Schulen – Bildung als Schlüssel zum Erfolg

Eine gute Schulbildung ist der Schlüssel für die Zukunft. Unsere SOS-Schulen bieten weltweit armen und verlassenen Kindern eine Ausbildung - so ebnen wir Mädchen und Jungen den Weg in ein menschenwürdiges und selbstbestimmtes Leben.

In armen Ländern herrscht Bildungsnotstand. Bereits sechsjährige Kinder müssen jeden Tag stundenlang zu Fuss gehen, um zur nächsten staatlichen Schule zu kommen, wo sich bis zu 70 Schüler in einen Raum drängen.  Unter solchen Bedingungen können Kinder kaum etwas lernen. Doch diese Situation ist immer noch besser als gar nicht zur Schule gehen zu können. Viele Eltern können es sich die Schulgebühren nicht leisten und Kinder müssen bereits früh Arbeiten um dem Familieneinkommen etwas beizutragen. Mädchen haben weltweit sogar eine noch kleinere Chance auf Schulbildung. Oft helfen sie im Haushalt mit, während ihre Brüder zu Schule gehen dürfen.

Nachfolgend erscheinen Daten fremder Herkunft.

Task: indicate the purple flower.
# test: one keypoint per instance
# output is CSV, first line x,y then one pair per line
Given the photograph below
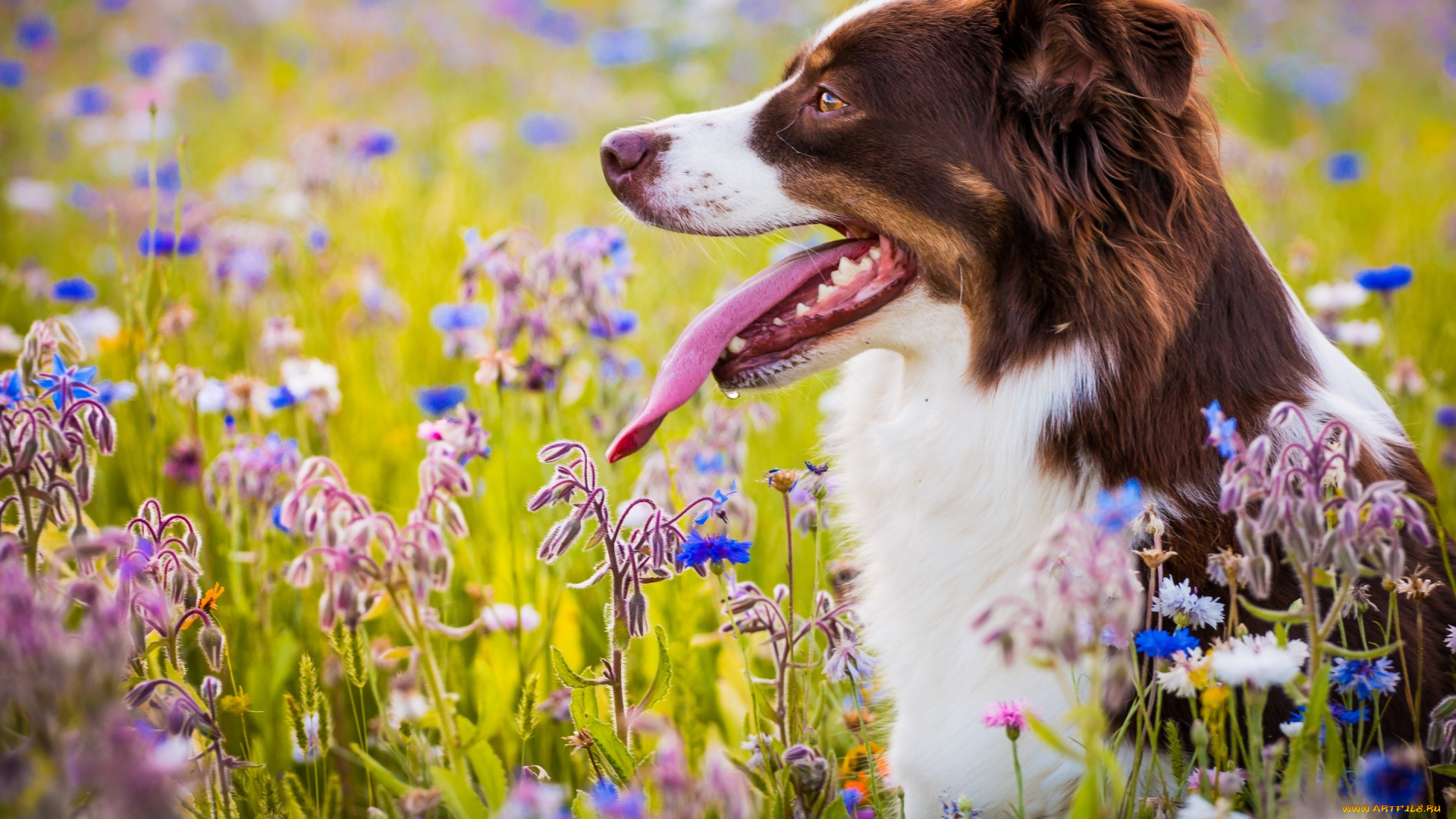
x,y
541,129
1345,167
1156,643
440,400
1446,417
36,33
1385,279
376,143
89,101
169,177
1120,507
620,47
12,74
450,318
620,322
1365,678
1220,430
715,548
164,243
73,290
146,60
66,384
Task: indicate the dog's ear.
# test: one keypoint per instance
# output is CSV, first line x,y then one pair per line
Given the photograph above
x,y
1065,57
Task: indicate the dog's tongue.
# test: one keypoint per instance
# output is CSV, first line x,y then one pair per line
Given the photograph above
x,y
688,365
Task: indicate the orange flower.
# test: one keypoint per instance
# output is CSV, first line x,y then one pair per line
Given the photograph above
x,y
209,602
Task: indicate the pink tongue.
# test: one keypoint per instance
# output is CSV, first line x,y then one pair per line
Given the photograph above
x,y
688,365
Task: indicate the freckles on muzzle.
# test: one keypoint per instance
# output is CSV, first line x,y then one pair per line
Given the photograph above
x,y
631,162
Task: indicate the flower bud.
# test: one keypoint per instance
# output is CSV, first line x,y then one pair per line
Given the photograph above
x,y
213,645
783,480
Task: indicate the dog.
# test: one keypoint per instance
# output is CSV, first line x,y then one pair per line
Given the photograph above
x,y
1043,280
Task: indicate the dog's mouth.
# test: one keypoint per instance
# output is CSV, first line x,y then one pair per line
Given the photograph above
x,y
770,322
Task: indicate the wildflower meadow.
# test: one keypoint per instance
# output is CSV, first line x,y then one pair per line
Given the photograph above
x,y
316,319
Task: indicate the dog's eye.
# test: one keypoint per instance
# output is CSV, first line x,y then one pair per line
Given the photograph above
x,y
829,102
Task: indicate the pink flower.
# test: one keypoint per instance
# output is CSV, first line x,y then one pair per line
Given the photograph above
x,y
1006,714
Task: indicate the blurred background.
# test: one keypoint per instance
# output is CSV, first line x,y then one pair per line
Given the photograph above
x,y
291,199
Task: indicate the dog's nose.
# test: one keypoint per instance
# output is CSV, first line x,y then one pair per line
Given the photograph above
x,y
622,152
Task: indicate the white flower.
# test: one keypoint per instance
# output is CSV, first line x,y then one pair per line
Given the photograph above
x,y
95,325
1200,808
213,397
1188,672
312,379
31,196
1359,333
1258,661
1180,601
1334,297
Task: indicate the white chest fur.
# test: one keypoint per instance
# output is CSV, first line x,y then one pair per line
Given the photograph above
x,y
944,496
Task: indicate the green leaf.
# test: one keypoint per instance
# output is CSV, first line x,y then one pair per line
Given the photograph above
x,y
1366,654
565,675
612,749
456,795
1044,733
487,765
663,679
1274,615
392,783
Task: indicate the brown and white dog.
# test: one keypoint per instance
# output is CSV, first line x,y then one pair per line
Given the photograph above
x,y
1043,281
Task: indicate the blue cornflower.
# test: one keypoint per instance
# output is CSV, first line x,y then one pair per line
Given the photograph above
x,y
440,400
376,143
36,33
1345,167
714,548
66,384
281,398
707,465
620,322
620,47
720,500
169,177
73,290
1391,779
610,803
541,129
164,243
12,388
1156,643
450,318
1119,507
318,238
89,101
145,60
1365,678
1446,417
1220,430
12,74
1385,279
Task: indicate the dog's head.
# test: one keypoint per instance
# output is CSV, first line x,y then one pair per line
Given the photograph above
x,y
1003,155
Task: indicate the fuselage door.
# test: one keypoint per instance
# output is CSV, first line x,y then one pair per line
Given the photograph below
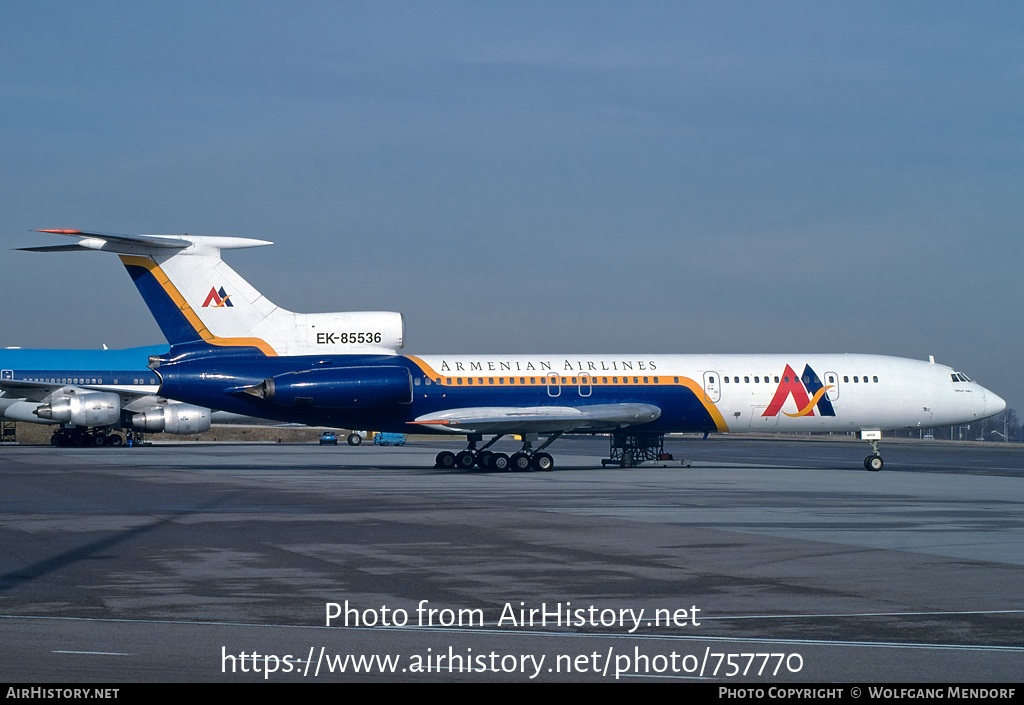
x,y
713,388
832,381
585,387
554,389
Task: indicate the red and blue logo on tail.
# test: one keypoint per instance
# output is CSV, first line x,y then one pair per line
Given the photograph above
x,y
808,392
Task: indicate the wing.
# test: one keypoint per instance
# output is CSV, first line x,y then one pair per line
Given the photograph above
x,y
595,418
42,391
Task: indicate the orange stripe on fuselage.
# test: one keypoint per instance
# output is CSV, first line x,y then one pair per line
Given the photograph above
x,y
697,390
158,274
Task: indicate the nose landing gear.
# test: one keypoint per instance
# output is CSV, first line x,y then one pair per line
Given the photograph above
x,y
873,461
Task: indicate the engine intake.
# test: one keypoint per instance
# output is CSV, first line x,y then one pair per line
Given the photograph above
x,y
92,409
173,418
350,387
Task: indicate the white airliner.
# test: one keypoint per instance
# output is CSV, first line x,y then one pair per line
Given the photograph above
x,y
233,349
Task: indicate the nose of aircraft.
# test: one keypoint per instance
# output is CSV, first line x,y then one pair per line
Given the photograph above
x,y
993,404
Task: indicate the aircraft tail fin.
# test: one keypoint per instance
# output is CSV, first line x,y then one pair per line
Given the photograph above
x,y
196,297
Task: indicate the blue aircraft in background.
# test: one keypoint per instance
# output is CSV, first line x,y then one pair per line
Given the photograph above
x,y
233,349
91,395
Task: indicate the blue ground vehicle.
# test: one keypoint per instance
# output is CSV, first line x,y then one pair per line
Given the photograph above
x,y
389,440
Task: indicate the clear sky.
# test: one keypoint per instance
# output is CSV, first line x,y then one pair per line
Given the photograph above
x,y
536,176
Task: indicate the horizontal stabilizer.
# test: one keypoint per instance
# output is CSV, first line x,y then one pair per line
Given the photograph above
x,y
144,244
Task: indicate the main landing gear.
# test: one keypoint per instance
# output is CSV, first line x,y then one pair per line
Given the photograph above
x,y
81,438
526,459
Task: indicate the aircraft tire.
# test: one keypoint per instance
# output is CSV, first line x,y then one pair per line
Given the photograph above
x,y
544,462
519,462
872,463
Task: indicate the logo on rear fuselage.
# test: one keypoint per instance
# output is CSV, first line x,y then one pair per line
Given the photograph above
x,y
218,298
808,392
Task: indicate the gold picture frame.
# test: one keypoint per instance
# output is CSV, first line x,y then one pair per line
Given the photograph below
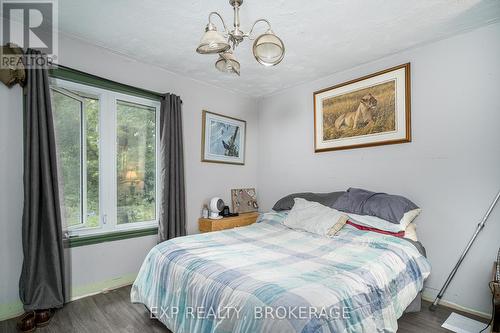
x,y
223,139
369,111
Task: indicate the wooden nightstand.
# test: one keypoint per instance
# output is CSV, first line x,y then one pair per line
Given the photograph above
x,y
207,225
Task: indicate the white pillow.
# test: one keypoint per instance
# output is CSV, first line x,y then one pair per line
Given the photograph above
x,y
378,223
315,218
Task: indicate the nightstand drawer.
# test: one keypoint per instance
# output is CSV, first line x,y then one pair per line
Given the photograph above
x,y
206,225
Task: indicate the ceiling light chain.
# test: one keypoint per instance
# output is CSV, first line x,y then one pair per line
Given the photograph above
x,y
268,49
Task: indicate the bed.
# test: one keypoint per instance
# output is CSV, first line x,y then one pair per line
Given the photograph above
x,y
269,278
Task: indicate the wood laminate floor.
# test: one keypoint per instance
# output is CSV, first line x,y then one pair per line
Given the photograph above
x,y
113,312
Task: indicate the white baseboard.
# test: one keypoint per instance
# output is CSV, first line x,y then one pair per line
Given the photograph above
x,y
429,296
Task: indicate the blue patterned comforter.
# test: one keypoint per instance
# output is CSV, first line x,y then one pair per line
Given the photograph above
x,y
269,278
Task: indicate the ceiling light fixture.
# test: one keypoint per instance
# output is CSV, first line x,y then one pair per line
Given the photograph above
x,y
268,49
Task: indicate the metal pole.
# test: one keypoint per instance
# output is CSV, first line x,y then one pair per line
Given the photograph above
x,y
479,227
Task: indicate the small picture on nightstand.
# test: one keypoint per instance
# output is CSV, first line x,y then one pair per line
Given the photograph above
x,y
244,200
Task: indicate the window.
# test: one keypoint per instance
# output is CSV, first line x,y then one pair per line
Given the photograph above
x,y
107,145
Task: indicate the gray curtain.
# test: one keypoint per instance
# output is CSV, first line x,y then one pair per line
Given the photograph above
x,y
173,202
41,285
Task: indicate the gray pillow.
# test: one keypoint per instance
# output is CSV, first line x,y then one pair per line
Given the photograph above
x,y
326,199
385,206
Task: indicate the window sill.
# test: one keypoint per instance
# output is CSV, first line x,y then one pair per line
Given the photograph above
x,y
76,241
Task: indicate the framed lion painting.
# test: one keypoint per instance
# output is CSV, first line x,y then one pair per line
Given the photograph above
x,y
370,111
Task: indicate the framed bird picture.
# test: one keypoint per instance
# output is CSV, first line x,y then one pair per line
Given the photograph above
x,y
222,139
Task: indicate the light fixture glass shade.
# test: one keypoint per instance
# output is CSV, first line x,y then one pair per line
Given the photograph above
x,y
227,63
212,41
268,49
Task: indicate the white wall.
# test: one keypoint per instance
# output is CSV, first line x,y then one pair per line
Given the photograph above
x,y
451,169
117,262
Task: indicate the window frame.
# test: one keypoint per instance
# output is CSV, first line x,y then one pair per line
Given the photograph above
x,y
108,227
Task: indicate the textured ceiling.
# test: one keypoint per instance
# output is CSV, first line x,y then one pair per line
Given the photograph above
x,y
321,36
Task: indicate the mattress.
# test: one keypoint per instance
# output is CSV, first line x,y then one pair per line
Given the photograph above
x,y
269,278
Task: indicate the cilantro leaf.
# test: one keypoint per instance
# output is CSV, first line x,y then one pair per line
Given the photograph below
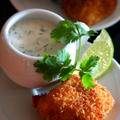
x,y
88,64
87,81
59,65
67,72
87,68
51,66
67,32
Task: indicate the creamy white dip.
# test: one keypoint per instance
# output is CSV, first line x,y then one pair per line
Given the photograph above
x,y
32,37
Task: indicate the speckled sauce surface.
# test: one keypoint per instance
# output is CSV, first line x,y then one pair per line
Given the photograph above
x,y
32,37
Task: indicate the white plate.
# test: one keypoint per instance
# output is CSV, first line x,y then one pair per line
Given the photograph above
x,y
48,4
16,102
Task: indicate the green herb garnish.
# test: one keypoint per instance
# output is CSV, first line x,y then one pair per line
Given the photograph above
x,y
59,65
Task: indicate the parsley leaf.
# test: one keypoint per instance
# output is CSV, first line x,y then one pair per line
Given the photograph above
x,y
67,32
87,68
59,65
87,81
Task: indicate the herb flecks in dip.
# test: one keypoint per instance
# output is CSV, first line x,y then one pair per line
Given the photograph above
x,y
32,37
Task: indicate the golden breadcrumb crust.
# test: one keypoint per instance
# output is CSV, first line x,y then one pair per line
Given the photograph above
x,y
70,101
88,11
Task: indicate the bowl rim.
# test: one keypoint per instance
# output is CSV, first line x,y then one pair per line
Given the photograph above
x,y
17,17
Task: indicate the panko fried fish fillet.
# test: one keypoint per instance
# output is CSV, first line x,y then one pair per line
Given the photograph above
x,y
88,11
70,101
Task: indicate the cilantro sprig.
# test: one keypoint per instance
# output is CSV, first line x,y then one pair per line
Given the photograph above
x,y
60,64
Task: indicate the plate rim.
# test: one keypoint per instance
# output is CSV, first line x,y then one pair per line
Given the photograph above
x,y
109,24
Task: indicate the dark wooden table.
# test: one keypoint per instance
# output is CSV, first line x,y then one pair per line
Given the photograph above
x,y
7,10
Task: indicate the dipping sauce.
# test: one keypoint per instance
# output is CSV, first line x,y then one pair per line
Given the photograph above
x,y
32,37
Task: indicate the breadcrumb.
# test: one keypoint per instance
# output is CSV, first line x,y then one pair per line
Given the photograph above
x,y
70,101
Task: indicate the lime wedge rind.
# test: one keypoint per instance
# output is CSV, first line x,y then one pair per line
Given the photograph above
x,y
102,47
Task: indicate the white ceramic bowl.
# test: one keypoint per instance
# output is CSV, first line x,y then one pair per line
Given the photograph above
x,y
19,66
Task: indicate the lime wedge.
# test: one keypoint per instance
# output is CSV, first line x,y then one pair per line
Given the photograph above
x,y
102,47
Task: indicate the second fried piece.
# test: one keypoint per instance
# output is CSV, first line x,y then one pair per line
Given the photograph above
x,y
88,11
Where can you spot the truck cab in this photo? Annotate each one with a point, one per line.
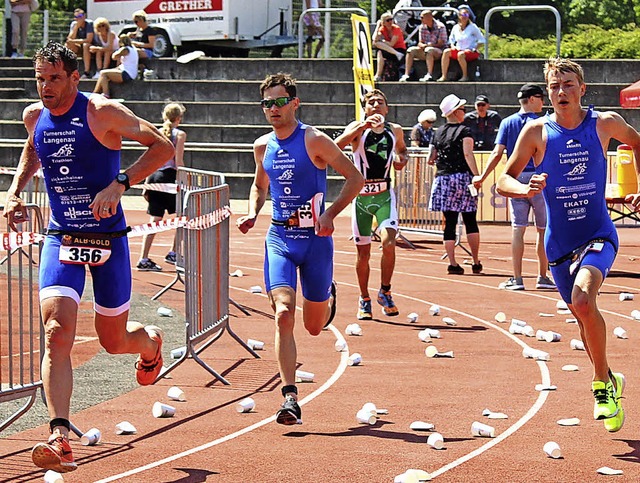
(229, 28)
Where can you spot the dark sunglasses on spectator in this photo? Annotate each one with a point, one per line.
(278, 102)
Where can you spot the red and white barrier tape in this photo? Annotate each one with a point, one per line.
(13, 240)
(39, 173)
(162, 187)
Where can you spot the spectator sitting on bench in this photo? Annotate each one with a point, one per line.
(464, 42)
(127, 70)
(104, 44)
(144, 38)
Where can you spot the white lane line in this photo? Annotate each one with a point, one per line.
(334, 377)
(533, 410)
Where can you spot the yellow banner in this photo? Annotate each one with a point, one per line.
(362, 61)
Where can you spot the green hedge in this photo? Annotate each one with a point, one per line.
(585, 42)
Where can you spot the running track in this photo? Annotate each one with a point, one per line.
(208, 441)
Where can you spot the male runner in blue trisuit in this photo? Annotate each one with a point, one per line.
(76, 137)
(291, 162)
(569, 151)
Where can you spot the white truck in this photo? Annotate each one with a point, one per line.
(217, 27)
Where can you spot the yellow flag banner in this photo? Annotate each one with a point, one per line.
(362, 62)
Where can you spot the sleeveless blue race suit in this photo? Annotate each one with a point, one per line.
(576, 207)
(76, 167)
(294, 180)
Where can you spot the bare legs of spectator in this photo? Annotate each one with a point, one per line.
(473, 239)
(432, 54)
(106, 76)
(86, 57)
(462, 60)
(446, 56)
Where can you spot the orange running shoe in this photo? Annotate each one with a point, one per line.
(147, 371)
(54, 455)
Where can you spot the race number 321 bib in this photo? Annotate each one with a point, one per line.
(84, 249)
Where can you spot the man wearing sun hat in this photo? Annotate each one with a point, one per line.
(531, 98)
(422, 133)
(483, 123)
(455, 168)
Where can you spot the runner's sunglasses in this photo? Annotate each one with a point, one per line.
(278, 102)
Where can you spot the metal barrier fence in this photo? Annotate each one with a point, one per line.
(45, 25)
(21, 340)
(205, 250)
(188, 179)
(413, 190)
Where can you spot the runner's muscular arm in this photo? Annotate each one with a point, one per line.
(110, 122)
(14, 209)
(259, 188)
(612, 125)
(529, 144)
(324, 152)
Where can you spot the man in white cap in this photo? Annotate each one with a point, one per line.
(422, 133)
(531, 98)
(484, 123)
(455, 168)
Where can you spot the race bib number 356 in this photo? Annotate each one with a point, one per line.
(88, 251)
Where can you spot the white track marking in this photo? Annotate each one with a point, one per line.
(328, 383)
(541, 399)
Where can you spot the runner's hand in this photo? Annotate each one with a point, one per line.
(245, 223)
(324, 225)
(15, 211)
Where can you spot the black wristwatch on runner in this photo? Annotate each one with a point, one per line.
(123, 179)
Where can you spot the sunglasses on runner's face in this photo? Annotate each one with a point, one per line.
(278, 102)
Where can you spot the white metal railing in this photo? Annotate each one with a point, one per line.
(327, 26)
(519, 9)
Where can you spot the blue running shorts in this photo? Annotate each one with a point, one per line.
(287, 250)
(602, 260)
(111, 281)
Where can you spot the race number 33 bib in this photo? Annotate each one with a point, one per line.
(84, 249)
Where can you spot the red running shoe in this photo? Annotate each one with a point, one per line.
(54, 455)
(147, 371)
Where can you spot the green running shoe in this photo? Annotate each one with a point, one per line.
(605, 405)
(615, 423)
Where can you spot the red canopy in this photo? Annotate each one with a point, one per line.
(630, 96)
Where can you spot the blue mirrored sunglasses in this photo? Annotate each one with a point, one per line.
(278, 102)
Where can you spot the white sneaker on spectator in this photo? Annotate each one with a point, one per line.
(512, 284)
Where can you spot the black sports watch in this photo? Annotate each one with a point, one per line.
(123, 179)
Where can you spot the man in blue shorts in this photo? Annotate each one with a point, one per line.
(569, 151)
(291, 164)
(378, 147)
(531, 97)
(76, 137)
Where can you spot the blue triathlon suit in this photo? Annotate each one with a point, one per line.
(576, 206)
(76, 167)
(294, 180)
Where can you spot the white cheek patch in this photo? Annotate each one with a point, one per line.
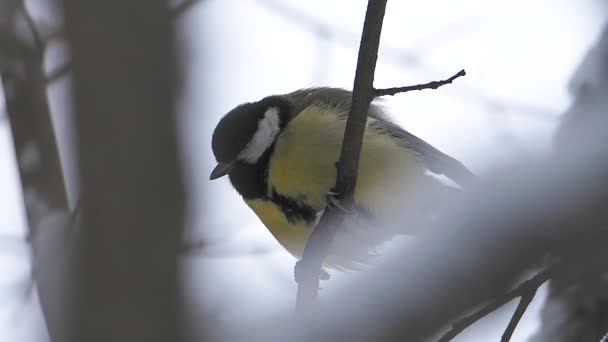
(267, 131)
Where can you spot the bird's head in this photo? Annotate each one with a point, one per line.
(246, 132)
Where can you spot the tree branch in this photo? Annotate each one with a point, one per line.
(430, 85)
(308, 269)
(524, 289)
(58, 73)
(524, 301)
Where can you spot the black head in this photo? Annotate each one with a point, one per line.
(247, 131)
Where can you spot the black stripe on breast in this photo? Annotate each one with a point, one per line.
(294, 210)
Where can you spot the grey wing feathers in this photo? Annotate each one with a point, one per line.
(435, 160)
(340, 99)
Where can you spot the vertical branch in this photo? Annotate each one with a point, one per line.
(317, 247)
(38, 161)
(125, 86)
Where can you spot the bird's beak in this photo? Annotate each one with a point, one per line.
(221, 170)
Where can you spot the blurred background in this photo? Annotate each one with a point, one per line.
(519, 57)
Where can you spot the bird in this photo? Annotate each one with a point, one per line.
(280, 155)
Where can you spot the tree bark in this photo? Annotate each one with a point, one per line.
(125, 85)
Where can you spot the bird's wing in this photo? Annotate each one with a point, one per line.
(435, 160)
(340, 100)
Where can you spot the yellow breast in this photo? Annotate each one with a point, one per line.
(302, 168)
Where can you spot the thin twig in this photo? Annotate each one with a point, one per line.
(528, 286)
(58, 73)
(524, 301)
(38, 41)
(307, 270)
(430, 85)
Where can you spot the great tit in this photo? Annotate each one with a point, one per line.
(280, 154)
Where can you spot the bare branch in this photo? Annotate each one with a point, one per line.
(308, 269)
(38, 41)
(430, 85)
(58, 73)
(525, 288)
(524, 301)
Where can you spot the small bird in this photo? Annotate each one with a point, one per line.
(280, 154)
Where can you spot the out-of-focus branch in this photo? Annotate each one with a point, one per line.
(522, 306)
(183, 7)
(528, 286)
(126, 81)
(58, 73)
(406, 58)
(308, 269)
(39, 165)
(578, 311)
(430, 85)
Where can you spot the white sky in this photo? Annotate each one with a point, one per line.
(518, 56)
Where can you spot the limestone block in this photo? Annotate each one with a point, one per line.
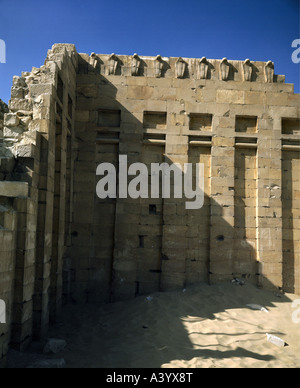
(230, 96)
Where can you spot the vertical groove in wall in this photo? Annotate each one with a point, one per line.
(245, 219)
(199, 222)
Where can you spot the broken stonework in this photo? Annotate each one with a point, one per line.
(238, 119)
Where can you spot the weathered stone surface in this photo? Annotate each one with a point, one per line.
(80, 110)
(54, 346)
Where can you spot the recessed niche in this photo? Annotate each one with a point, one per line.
(109, 118)
(70, 106)
(152, 209)
(246, 124)
(60, 89)
(156, 120)
(290, 126)
(200, 122)
(141, 241)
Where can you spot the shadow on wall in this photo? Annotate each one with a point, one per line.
(126, 247)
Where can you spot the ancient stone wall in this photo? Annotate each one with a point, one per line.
(61, 243)
(236, 117)
(35, 163)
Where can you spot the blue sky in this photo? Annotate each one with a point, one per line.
(257, 29)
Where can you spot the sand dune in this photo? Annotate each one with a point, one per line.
(205, 326)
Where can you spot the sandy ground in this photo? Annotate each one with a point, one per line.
(201, 327)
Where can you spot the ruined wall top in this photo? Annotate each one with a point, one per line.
(171, 67)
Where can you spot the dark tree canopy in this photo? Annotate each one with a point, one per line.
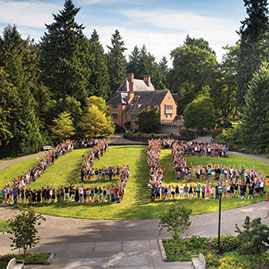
(61, 54)
(149, 120)
(256, 112)
(253, 37)
(117, 63)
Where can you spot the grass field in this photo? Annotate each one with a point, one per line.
(136, 203)
(4, 226)
(7, 174)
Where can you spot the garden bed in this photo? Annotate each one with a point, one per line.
(31, 258)
(231, 258)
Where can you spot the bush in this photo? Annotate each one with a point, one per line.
(216, 132)
(187, 134)
(228, 242)
(119, 129)
(196, 243)
(31, 258)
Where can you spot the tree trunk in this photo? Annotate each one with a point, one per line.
(64, 97)
(24, 252)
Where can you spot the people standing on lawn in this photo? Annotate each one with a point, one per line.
(236, 181)
(50, 194)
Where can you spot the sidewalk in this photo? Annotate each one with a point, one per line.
(120, 254)
(85, 243)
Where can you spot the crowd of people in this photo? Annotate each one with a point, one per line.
(40, 168)
(243, 182)
(102, 173)
(83, 193)
(96, 152)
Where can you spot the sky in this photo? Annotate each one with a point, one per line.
(162, 25)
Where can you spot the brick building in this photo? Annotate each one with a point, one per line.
(135, 95)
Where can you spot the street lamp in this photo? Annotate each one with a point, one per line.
(220, 189)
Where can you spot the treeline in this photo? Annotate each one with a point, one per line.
(65, 79)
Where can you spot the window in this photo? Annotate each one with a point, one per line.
(133, 118)
(168, 109)
(114, 116)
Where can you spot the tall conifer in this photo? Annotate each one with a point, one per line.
(116, 61)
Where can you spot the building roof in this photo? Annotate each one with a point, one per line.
(140, 98)
(139, 85)
(145, 98)
(175, 96)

Schulbildung für Kinder in Not

In Afrika, Asien und Lateinamerika leisten unsere SOS-Hermann-Gmeiner-Schulen wichtige Bildungsarbeit für hilfsbedürftige Mädchen und Jungen. An derzeit 183 SOS-Schulen besuchen insgesamt 108‘196 Kinder und Jugendliche den Unterricht. Unsere Schulen sind stets an einzelne SOS-Kinderdörfer angeschlossen. So ermöglichen wir den Kindern in unserer Betreuung eine fundierte Ausbildung. Ausserdem stehen unsere Schulen auch Mädchen und Jungen aus der Nachbarschaft der Dörfer offen.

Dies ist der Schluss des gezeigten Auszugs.